Fraud is expensive, and can ruin a business - Matthew Gardiner looks at the danger areas, examines the case of a trusted employee milking a small business of thousands, and outlines checking systems that can be put in place to protect a business.
All businesses, large and small, run the risk of losing both revenue and reputation through fraud perpetrated by people associated with the business. Fraud can be such a significant cost that it can threaten the very survival of a business.
Statistics suggest the average fraud now costs a business around $250,000, with the annual cost of fraud in Australia estimated at more than $3.5 million. Other statistics suggest smaller businesses bear the brunt of a disproportionately large dollar loss from fraud, when compared with larger business.

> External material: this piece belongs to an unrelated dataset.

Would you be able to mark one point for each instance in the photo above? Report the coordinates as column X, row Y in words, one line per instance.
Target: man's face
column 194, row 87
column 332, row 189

Because fraud is a hidden cost, it can be very hard for business owners and managers to identify it, and stop the losses occurring. Any analysis of business results becomes extremely difficult, and other, false reasons for the poor performance of a business may be found, leading to incorrect remedial action ultimately leading to other problems.
Most frauds fall within one of three categories: asset misappropriation, including disbursements, skimming and cash larceny; corruption, being the use of position to obtain an unfair benefit; and financial statement fraud, involving the fraudulent reporting of financial information.
Within this, some examples of fraud that small and medium businesses are vulnerable to include:
Electronic banking: Many businesses now take advantage of the efficiencies offered by electronic banking without making sure the correct systems are in place. For example, paying bills online rather than by cheque may be quicker, but it means there is little or no paper trail, and also that the security check of an authorised signatory is skipped. Anyone with access to your bank details and password could perpetrate fraud against your businesses.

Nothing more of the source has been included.